Email is Good, Summer in Orlando is Bad

Why don't teachers use email like the rest of the free world?

Why don’t teachers use email like the rest of the free world?  I’m still frying down here in Florida and as I tried to escape the 94 degree temperatures at Epcot yesterday, I jumped into the Spaceship Earth Ride.  For those of you unfamiliar with the Epcot theme park, this is the ride that travels all the way around and to the top of the big Epcot ball.  The whole point of the ride is to showcase communication throughout the history of mankind.  A bit sweeping, but pretty cool.  As we all wound to the top of the big Epcot ball, the ride’s focus obviously turned to the Internet.  Visualizing messages moving back and forth "literally at the speed of light" in typical Disney style, I couldn’t help but think about email.

Back in my days of corporate IT, I lived on email.  When I interact with vendors and contractors, I do it via email.  All of the kids I teach use IM, of course, but they also interact asynchronously via some type of messaging, whether through MySpace, real email, or some other Internet application.  So why is it that teachers, at least in K-12, just don’t use email?  I’m sure that there are some school systems where this isn’t the case, but in my experience, it simply isn’t a medium with which teachers are comfortable. 

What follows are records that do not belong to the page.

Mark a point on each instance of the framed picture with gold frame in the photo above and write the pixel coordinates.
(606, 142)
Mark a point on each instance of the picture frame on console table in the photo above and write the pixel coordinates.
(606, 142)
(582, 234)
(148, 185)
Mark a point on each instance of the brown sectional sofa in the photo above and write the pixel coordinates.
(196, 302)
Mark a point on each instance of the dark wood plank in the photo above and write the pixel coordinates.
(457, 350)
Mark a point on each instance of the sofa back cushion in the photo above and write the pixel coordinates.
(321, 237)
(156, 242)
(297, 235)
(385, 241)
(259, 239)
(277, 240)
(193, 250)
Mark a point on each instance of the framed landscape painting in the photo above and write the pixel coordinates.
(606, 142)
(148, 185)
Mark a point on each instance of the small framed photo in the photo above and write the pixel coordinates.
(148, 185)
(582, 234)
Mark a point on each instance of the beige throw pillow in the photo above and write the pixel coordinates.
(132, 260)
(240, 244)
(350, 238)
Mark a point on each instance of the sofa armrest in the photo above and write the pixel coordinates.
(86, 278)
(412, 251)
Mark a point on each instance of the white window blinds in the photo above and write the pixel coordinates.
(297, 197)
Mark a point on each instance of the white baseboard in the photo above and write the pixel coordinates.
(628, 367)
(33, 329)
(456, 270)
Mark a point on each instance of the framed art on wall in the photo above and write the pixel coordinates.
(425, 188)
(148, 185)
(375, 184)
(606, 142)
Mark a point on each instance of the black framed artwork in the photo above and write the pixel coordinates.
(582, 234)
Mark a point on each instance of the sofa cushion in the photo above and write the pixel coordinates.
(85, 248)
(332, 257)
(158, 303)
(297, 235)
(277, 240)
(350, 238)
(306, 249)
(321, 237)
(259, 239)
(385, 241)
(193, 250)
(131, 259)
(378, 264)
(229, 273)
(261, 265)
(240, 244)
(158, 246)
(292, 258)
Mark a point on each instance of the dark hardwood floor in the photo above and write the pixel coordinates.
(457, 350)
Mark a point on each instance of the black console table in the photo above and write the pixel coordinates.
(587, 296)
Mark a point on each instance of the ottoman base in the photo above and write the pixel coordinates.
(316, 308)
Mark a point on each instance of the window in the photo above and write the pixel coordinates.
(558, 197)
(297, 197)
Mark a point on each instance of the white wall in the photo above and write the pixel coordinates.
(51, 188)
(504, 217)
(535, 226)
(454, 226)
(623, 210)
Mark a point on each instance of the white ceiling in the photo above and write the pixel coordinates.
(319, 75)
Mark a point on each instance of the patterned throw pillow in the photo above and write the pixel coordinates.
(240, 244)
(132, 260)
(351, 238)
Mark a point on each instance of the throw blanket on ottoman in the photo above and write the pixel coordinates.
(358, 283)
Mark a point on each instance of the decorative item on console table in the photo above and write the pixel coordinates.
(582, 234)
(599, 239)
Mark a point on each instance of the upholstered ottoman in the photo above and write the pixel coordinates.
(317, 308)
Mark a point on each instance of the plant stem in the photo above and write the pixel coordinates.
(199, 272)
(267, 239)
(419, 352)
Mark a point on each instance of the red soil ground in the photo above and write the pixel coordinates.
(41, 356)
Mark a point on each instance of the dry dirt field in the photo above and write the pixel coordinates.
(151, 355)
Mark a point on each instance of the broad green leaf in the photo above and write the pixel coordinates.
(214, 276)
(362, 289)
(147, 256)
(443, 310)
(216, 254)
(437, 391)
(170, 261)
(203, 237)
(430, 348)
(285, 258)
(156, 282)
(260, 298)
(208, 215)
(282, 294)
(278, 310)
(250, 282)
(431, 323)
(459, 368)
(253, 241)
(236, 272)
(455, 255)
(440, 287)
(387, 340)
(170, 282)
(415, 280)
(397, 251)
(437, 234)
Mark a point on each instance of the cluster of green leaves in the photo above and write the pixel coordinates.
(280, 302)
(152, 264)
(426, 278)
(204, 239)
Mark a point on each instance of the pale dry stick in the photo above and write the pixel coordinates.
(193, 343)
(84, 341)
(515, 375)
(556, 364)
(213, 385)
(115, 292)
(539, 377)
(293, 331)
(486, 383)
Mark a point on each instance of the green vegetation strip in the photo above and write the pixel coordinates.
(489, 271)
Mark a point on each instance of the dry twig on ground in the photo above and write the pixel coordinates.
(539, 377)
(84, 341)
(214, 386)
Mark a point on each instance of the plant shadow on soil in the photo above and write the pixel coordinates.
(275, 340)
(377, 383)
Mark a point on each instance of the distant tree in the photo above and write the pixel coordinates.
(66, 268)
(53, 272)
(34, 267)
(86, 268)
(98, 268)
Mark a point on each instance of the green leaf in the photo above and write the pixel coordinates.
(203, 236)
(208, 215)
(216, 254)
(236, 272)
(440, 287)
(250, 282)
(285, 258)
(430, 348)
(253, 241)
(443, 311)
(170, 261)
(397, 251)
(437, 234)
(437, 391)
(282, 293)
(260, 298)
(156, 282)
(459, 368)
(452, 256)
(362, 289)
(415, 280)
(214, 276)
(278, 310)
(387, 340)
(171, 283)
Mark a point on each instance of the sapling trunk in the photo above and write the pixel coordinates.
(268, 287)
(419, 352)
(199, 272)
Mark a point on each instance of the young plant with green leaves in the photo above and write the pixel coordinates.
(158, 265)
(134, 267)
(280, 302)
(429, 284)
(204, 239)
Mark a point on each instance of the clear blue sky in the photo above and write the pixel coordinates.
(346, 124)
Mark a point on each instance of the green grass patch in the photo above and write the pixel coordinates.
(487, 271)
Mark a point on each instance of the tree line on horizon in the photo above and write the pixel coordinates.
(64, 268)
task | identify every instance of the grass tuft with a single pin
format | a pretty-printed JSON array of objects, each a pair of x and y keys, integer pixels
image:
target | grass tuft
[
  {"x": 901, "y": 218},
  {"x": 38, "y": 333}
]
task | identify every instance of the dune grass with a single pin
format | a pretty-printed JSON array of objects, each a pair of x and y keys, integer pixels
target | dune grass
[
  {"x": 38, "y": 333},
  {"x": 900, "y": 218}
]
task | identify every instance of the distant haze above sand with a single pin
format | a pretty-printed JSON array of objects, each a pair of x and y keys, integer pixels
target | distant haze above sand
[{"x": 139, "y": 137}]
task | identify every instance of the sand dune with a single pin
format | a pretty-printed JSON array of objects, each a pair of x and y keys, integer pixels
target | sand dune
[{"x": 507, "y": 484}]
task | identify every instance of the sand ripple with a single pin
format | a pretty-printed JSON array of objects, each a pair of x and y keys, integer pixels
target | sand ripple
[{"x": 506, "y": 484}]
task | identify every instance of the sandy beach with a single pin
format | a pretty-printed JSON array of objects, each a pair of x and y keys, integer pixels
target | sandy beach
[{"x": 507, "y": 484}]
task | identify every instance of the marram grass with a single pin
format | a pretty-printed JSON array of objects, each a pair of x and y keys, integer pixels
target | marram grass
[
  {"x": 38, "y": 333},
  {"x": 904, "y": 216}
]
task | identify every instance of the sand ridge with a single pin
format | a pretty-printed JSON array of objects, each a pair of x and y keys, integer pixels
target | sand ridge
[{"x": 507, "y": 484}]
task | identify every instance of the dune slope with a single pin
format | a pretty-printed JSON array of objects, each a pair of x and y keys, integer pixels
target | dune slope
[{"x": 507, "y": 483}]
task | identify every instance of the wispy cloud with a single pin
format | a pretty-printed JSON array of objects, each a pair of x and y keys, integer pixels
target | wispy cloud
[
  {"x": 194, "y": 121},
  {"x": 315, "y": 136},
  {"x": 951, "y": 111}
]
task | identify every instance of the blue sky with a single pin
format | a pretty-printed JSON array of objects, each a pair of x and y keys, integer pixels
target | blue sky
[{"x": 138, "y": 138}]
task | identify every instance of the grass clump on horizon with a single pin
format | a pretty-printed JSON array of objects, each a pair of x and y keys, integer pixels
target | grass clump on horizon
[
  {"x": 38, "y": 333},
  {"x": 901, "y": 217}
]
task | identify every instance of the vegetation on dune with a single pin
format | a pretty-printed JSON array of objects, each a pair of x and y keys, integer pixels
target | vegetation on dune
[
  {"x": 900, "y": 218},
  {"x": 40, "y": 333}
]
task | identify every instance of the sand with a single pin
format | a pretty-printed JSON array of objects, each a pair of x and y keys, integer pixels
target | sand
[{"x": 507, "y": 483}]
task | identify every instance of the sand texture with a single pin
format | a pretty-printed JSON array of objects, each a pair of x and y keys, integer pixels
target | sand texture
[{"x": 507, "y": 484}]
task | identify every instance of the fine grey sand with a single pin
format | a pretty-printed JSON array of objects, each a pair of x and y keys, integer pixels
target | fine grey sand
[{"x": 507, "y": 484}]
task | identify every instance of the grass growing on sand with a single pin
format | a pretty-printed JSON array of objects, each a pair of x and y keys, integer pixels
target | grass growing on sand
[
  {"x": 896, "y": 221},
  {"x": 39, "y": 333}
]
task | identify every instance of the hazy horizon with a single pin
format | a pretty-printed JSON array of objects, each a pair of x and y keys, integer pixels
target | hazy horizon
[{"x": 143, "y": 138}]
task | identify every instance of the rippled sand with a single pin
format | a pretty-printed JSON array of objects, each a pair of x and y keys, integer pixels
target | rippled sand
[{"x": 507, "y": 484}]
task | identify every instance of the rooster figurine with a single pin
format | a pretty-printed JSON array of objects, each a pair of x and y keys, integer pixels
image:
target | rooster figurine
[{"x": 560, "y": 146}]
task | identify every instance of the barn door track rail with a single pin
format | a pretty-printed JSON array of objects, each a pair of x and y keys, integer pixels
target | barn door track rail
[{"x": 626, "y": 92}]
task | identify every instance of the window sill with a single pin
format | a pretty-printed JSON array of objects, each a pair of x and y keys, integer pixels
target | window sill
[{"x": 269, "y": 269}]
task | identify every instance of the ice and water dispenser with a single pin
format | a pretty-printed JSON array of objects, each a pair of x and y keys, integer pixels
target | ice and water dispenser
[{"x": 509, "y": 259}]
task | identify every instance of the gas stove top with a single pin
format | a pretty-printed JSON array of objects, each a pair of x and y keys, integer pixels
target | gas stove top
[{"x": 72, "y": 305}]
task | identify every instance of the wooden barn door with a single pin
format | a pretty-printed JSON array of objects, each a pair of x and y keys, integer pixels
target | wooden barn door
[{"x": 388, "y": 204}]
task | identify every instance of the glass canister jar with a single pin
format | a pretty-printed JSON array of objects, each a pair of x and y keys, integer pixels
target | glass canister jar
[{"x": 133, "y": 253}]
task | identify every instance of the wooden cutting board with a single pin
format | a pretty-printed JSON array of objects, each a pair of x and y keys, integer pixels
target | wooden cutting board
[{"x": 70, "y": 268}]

In response to Marc Wagner's recent post, "A Matter of Perspective," one reader responded by noting the frequency with which he pulls crumpled notices out of his kids' backpacks, yet never receives an email from teachers, despite providing email contacts every year. It would be incredibly easy for me to communicate with teachers in my district about technical issues, support problems, etc., via email. Given that we all have different preparation times and different personal schedules, the asynchronous nature of email is a no-brainer for fast, easy communication. It would also facilitate communication with parents, students, and administrators, all of whom can benefit from anytime, anywhere communication.

Email is cheap, too. Chances are, whatever ISP a district is using provides several hundred email addresses, along with some sort of webmail interface. Outlook, Outlook Express, Eudora, and Thunderbird are all incredibly easy to configure, free (except Outlook, but this is included in every version of Office), and make sending an email as easy as typing a document in Word.

If you're really feeling cheap, then countless free email sites are available. Gmail is almost too spiffy for words and many others can be used hassle-free. Teachers can set up their own, or, better yet, administrators can set up as many as needed using some predetermined convention (e.g.,

There's no excuse here folks. Get your users at least spun up to the late 20th century and start using email. Your parents do, your students do, your vendors do. There is no reason your teachers shouldn't as well. In no time, you may find that this communication tool has become just as indispensible in your schools as it is in the rest of the world.